Four Christmas myths Christians need to stop believing

Bryant Golden Blog

Christmas is a wonderful time of the year to celebrate the birth of Jesus and time with your friends and family. However, there are many myths about Christmas that get in the way of some Christians’ abilities to enjoy the season to its fullest.

1. December 25 is Jesus’ birthday

Let’s just get this one out of the way because it’s a big problem for many Christians. We do not know when Jesus’ birthday was. There is no evidence suggesting Jesus was born on December 25. And before you get into the argument of tracing it back from the time of His crucifixion on Easter, we don’t really know when that was either. The truth is, all these events took place a long time ago before the advent of the Gregorian calendar that we use today. Nowhere in Scripture does it specify the date of these events — and guess what, it doesn’t matter.

What matters is the spirit behind taking the time to observe these dates and honor Jesus. Don’t get caught up in pointless arguments that December 25 is literally Jesus’ birthday. It doesn’t help anyone out, especially those who are curious about Jesus but don’t have a relationship with Him.

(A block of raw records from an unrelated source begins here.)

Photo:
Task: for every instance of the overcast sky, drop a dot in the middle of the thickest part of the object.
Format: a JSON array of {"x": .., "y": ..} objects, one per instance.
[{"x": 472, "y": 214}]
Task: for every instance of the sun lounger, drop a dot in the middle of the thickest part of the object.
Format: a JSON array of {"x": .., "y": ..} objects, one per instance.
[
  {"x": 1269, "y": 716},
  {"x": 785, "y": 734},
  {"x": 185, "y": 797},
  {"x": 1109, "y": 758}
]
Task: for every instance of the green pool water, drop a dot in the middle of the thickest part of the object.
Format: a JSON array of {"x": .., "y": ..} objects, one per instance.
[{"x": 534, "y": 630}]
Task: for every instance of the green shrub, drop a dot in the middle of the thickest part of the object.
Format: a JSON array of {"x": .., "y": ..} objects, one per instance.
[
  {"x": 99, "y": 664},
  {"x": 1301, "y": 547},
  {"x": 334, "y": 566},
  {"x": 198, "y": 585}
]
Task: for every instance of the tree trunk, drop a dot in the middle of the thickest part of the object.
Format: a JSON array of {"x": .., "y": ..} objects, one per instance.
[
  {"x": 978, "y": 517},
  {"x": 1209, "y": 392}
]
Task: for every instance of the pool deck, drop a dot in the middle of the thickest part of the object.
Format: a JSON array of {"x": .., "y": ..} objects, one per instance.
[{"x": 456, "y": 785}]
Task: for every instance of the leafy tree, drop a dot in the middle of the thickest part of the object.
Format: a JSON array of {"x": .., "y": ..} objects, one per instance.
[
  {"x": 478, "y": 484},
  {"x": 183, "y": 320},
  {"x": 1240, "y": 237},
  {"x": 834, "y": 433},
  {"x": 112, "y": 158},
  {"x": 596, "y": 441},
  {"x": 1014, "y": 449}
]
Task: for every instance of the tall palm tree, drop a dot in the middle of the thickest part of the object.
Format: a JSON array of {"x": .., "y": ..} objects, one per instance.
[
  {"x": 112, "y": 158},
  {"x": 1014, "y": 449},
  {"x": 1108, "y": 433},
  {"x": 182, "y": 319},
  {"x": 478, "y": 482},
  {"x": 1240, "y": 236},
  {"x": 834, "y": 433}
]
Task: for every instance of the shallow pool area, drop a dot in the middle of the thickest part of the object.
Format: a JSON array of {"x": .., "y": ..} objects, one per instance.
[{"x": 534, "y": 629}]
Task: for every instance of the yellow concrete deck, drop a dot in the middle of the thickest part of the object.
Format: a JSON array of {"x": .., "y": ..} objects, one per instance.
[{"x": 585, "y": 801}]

2. The Bible says there were three wise men

The wise men who came to visit Jesus on the night of His birth brought Him three gifts. Because they brought three gifts, many of us make the connection that there were three wise men. While this may have been the case, there could have actually been more or even just two. Again, this isn’t something that really matters, but it’s good to be open minded and consider that the Nativity scene may not look exactly as you pictured. Speaking of which …

3. Jesus was born in a stable

Luke 2:6-7 (MSG) reads: “While they were there, the time came for her to give birth. She gave birth to a son, her firstborn. She wrapped him in a blanket and laid him in a manger, because there was no room in the hostel.”

A manger is a trough for feeding animals, but it was not necessarily in a stable. In that time, mangers were often kept inside households or on the ground level of gathering places, such as inns. This may explain what has boggled the minds of most moral people for centuries: How could anyone let someone place their baby in a trough in a stable outside after it has been born?

While a manger inside of a home or gathering place is nothing glamorous, it’s better than being outside. Regardless of how you interpret where the manger was located, the point still remains the same: Jesus, the new King and Savior of mankind, was born in the humblest of origins, not in a palace and placed on a bed of gold.

4. Saying “Happy Holidays” is war on Christmas

Before you go out and get mad at your local coffee shop for not putting “Merry Christmas” on its cups, take a moment to remember what this season means to other people. Christians have marked December 25 as the date for celebrating the birth of Jesus. This has been a large part of American tradition for years, but the truth is, this season means a lot to many different people.

For Jewish people, it is the season of Hanukkah. For those of African heritage, it is the season of Kwanzaa. For some, it’s the season of Yuletide. For some, it’s simply time to recognize the upcoming new year and the changes a new season and period of life bring. 

Christians should be the ones who respect these traditions and bring people together for peace, love and joy during this season. We shouldn’t be waging a war over coffee cups or who says what. Frankly, it goes against Jesus’ greatest commandment to love God and love your neighbor as yourself. Is a phrase really more important than that? We don’t think so.